Обсуждение: WALWriteLock

Поиск
Список
Период
Сортировка

WALWriteLock

От
Yambu
Дата:
Hello

I'm seeing a lot of WALWriteLocks , is this a bad sign , what might cause this?

regards

Re: WALWriteLock

От
Vijaykumar Jain
Дата:

On Tue, Jul 6, 2021, 7:44 PM Yambu <hyambu@gmail.com> wrote:
Hello

I'm seeing a lot of WALWriteLocks , is this a bad sign , what might cause this?

pg version 
cloud or on prem
When do you see this piling up? Heavy concurrent usage or regular usage but random spike in locks?
Underlying storage shows any anomalies? 
resource utilization normal or high?
pg part of master replica setup with synchronous replication or async ?
Disk iowait high?




Re: WALWriteLock

От
Vijaykumar Jain
Дата:


On Tue, Jul 6, 2021, 7:54 PM Vijaykumar Jain <vijaykumarjain.github@gmail.com> wrote:

On Tue, Jul 6, 2021, 7:44 PM Yambu <hyambu@gmail.com> wrote:
Hello

I'm seeing a lot of WALWriteLocks , is this a bad sign , what might cause this?

pg version 
cloud or on prem
When do you see this piling up? Heavy concurrent usage or regular usage but random spike in locks?
Underlying storage shows any anomalies? 
resource utilization normal or high?
pg part of master replica setup with synchronous replication or async ?
Disk iowait high?

Also, is it during checkpointing ?
how much is the checkpoint spread, 
You can enable logging checkpoints,
to help relate correlation between checkpoint windows and walwrite locks piling up ? 

Re: WALWriteLock

От
Jeff Janes
Дата:
On Tue, Jul 6, 2021 at 10:14 AM Yambu <hyambu@gmail.com> wrote:
Hello

I'm seeing a lot of WALWriteLocks , is this a bad sign , what might cause this?

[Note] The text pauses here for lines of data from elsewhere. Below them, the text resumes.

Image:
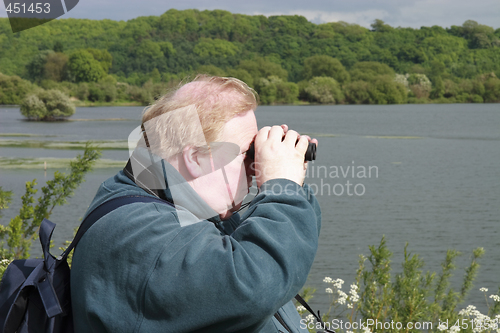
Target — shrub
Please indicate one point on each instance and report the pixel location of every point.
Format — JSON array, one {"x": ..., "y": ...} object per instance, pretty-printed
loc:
[
  {"x": 13, "y": 89},
  {"x": 274, "y": 90},
  {"x": 47, "y": 105}
]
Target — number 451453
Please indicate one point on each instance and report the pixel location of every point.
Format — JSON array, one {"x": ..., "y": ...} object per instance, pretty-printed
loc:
[{"x": 38, "y": 8}]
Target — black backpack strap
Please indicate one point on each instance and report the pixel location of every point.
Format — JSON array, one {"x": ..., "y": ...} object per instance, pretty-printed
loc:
[
  {"x": 317, "y": 316},
  {"x": 104, "y": 209}
]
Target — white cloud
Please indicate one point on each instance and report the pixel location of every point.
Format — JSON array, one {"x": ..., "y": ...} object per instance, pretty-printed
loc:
[{"x": 363, "y": 18}]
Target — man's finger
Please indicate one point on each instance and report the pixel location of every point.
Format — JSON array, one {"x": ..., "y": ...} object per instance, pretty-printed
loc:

Are you having a performance problem you are trying to track down?  If so, this probably indicates the cause.  If not, then it is probably not a bad sign.

The likely cause is that multiple sessions are trying to COMMIT at the same time, and are blocking on the slow fsync of the WAL data.  One process will block on WALSync, all the ones queued up behind it will block on WALWrite.

Cheers,

Jeff

Re: WALWriteLock

От
Vijaykumar Jain
Дата:


On Thu, Jul 8, 2021, 1:22 AM Jeff Janes <jeff.janes@gmail.com> wrote:
On Tue, Jul 6, 2021 at 10:14 AM Yambu <hyambu@gmail.com> wrote:
Hello

I'm seeing a lot of WALWriteLocks , is this a bad sign , what might cause this?

Are you having a performance problem you are trying to track down?  If so, this probably indicates the cause.  If not, then it is probably not a bad sign.

The likely cause is that multiple sessions are trying to COMMIT at the same time, and are blocking on the slow fsync of the WAL data.  One process will block on WALSync, all the ones queued up behind it will block on WALWrite.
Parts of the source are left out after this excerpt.